Paul McGee of the Whistler is a relative newcomer to the midwest, having previously worked for Wolfang Puck in Las Vegas. He was unfamiliar with Malort until a couple regulars prevailed on him to make a cocktail with it. “The only thing I could think of was a negroni variation using Malort instead of Campari,” McGee told me. “They both loved it, and subsequently named it the Golden Eel after a Ween song by the same name. They thought the drink was good but kinda messed up, and so is Ween.”

After that, McGee thought Malort might work better in a “refreshing” drink, so he created one based on the Mexican tequila-and-grapefruit potion known as the Paloma, combining a peppery Herradura Silver with half an ounce of Malort and orange and lime juice, topped off with spicy ginger beer and garnished with crystallized ginger. I could see it taking off in Little Village. And in fact Gabelick noted that in recent times Malort’s popularity in Swedish and eastern European bars has been outstripped by its growth in Mexican ones—Brode used to advertise in La Raza, she said.

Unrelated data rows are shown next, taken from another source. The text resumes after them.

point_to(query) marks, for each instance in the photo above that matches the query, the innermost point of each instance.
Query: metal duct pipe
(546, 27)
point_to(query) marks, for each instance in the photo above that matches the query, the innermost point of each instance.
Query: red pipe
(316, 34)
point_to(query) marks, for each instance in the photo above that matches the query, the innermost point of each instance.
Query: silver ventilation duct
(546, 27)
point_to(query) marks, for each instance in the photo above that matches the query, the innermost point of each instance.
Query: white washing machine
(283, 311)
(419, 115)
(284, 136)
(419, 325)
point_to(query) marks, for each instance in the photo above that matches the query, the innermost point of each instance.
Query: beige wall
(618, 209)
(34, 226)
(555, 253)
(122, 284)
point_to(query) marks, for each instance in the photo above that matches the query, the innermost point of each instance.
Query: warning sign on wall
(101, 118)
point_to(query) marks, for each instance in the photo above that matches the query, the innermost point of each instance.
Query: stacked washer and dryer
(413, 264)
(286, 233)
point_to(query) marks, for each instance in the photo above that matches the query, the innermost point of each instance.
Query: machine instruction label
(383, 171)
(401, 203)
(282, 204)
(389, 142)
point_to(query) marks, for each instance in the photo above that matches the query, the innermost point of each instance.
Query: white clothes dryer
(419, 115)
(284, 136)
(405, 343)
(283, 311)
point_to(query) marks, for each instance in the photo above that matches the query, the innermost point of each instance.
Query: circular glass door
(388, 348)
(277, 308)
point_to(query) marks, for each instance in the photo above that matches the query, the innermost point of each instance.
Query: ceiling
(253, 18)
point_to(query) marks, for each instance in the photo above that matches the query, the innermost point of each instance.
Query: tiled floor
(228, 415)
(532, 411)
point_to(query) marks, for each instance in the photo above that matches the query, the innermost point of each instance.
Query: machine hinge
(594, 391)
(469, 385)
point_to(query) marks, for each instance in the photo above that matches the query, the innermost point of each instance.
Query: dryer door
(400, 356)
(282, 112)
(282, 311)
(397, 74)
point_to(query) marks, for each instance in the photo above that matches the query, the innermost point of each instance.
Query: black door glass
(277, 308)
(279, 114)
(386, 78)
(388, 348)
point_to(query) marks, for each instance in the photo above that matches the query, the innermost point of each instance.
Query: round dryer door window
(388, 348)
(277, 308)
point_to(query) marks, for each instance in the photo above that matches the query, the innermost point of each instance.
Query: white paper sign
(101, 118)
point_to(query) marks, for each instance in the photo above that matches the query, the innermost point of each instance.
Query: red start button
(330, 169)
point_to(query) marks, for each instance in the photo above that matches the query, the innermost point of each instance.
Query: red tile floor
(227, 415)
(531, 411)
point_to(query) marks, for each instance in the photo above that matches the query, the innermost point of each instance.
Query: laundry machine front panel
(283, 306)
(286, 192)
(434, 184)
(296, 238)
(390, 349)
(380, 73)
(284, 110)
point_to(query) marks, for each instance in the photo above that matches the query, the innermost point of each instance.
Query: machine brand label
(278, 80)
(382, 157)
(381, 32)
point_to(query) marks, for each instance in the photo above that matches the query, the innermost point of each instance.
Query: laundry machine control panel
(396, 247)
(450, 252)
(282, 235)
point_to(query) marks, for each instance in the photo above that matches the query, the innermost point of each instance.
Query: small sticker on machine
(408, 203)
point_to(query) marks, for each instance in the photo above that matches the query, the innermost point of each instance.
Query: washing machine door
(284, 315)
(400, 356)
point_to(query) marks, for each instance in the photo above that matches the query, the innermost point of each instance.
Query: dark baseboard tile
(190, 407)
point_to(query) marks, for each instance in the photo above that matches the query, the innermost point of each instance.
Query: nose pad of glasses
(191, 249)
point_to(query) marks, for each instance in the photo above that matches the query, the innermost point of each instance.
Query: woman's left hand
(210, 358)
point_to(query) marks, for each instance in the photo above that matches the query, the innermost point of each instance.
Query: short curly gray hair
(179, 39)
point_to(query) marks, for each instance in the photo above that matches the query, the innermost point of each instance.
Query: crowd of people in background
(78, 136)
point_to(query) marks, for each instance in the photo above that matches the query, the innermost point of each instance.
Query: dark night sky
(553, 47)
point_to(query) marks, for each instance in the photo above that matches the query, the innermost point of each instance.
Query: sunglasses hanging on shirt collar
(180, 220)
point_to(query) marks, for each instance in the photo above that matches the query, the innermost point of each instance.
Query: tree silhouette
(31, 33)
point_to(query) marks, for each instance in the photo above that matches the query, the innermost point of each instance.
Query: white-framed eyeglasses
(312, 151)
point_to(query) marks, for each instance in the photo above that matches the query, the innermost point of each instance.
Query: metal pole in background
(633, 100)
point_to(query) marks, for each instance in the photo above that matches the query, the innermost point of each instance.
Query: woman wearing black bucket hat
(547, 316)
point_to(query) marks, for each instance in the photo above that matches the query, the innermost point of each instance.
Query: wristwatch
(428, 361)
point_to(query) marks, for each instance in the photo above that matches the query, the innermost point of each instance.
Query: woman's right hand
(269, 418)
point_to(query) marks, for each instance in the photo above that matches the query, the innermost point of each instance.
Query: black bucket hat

Violet Hour bartender Stephen Cole mixed two cocktails, one of his own invention and another submitted by his boss Toby Maloney. Cole’s Michigan Cutter combined an ounce of Malort with another of Amaro Montenegro, a bittersweet Italian digestif, along with lemon juice, simple syrup, a dash of orange bitters, and egg white for body, topped off with 7Up. The amaro rounded off the Malort and mitigated its shock, making the bitter finish enjoyable. Gabelick, who still rolls her eyes at the macho marketing techniques Brode established, appreciated the egg white. “As a woman, it makes it a little more fun to drink,” she said. “Something that’s frothy like that.” This could be a first—a girly Malort drink.

Maloney dubbed his cocktail the Ukrainian Negroni, in honor of the Division Street dives where he downed his first shots of Malort. He was the only bartender to build on an already bitter recipe. While he used a scant quarter ounce of Malort, his was the booziest and perhaps most challenging—and yet most balanced—cocktail we tasted, incorporating two ounces of gin, an ounce and a half of Carpano Antica sweet vermouth, a quarter ounce of bitter Campari, and the ignited essential oils of an orange peel dramatically squeezed over the top.

Brad Bolt of Bar DeVille also came up with a bracing bit of alchemy, the Hard Sell—equal parts Malort, Beefeater Gin, St-Germain elderflower liqueur, and fresh-squeezed lemon juice, with a grapefruit peel twist. The garnish was a particularly appropriate stroke; its sharp, citrusy top note was a complementary hint of the slowly developing bitterness to come. This was easily Gabelick’s favorite.

Peter Vestinos, formerly of Sepia, now works as development director for the Wirtz Beverage Group, one of only two distributors that handle Malort. He came up with the Three Worms—Malort, absinthe, and dry vermouth with simple syrup, lime and tangerine juice, egg white, and a tangerine-peel garnish. The “worms” of the name refer to wormwood, an ingredient in absinthe and at one time also in vermouth, which takes its name from the Middle High German name for the herb. Like the Bukowksi, it incorporated an audacious full ounce and a half of Malort. “I think a mistake a lot of people make when they have a spirit that’s challenging is to just bury it,” Vestinos says. “Malort you can’t really hide. You gotta play with it.” Pleasant flavors and aromas up front in the Three Worms softened the Malort’s brutal attack, allowing its bitterness to develop slowly and linger at a manageable level.

Brode’s Malort bottle hangers once boasted that “only 1 out of 49 men (rarely women) continue drinking Jeppson Malort after the first ‘shock-glass,'” but I think all these cocktails have the potential to even the odds. Joly, who has a few more Malort recipes up his sleeve, says he already mixes enough Bukowskis at the Drawing Room that he’s considering adding a Malort cocktail flight to his menu.

But Gabelick, who sells only between 1,000 to 1,200 cases a year, is dubious. “I’m hopeful,” she says. “But I’m a glass-half-empty kind of person.”